Читать книгу Niewierni онлайн
266 страница из 323
– Przyszedł naczelnik Iwan Siemionow, towarzyszu generale – odezwała się przez interkom sekretarka.
– Niech wejdzie – odpowiedział Lebiedź.
Po chwili przy drzwiach stanął niewysoki blondyn około czterdziestki w niemodnych rogowych okularach, szarym garniturze bez określonego wzoru i z aktówką w dłoni zakrytej rękawem marynarki.
Mimo wyglądu starszego archiwisty zameldował się przepisowo, po oficersku, głosem nieco zbyt gromkim, jakby chciał zrekompensować w ten sposób swoją nie dość doskonałą powierzchowność.

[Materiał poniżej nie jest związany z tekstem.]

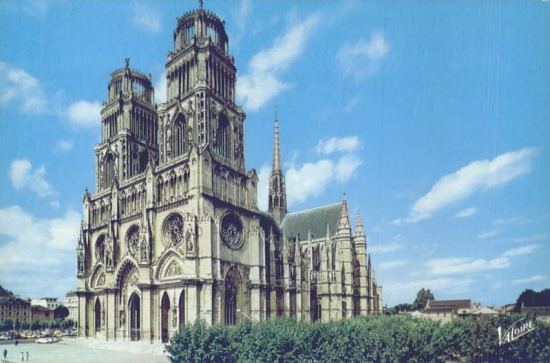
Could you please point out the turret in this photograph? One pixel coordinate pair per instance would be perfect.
(129, 127)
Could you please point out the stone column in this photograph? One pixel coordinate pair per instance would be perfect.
(83, 324)
(110, 319)
(192, 303)
(206, 303)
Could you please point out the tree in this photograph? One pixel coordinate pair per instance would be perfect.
(60, 312)
(422, 298)
(530, 298)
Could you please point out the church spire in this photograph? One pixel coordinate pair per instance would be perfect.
(277, 193)
(343, 221)
(276, 148)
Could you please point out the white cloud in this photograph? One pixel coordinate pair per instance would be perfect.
(467, 212)
(392, 264)
(526, 280)
(160, 88)
(511, 220)
(38, 247)
(263, 186)
(351, 104)
(261, 82)
(24, 176)
(519, 251)
(391, 247)
(147, 18)
(63, 145)
(310, 179)
(84, 114)
(533, 238)
(487, 234)
(342, 144)
(475, 177)
(16, 85)
(453, 265)
(363, 59)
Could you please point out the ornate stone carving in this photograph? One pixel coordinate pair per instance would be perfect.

Popowski znał Siemionowa bardziej z widzenia niż kontaktów osobistych, ponieważ zajmowali się krajami leżącymi dokładnie po przeciwnych krańcach globu ziemskiego i w żaden sposób nie można było znaleźć nic, co mogłoby je połączyć. Dlatego jednoczesna obecność Siemionowa i Popowskiego w gabinecie generała Lebiedzia była co najmniej intrygująca.
W bezpośredniej rozmowie Siemionow był cichy i niewiele się odzywał, toteż zaskoczył Popowskiego swoim potężnym głosem. Ale już chwilę potem, zupełnie nieprzepisowo, popchnął palcem wskazującym opadające mu na nos okulary. To już bardziej do niego pasowało.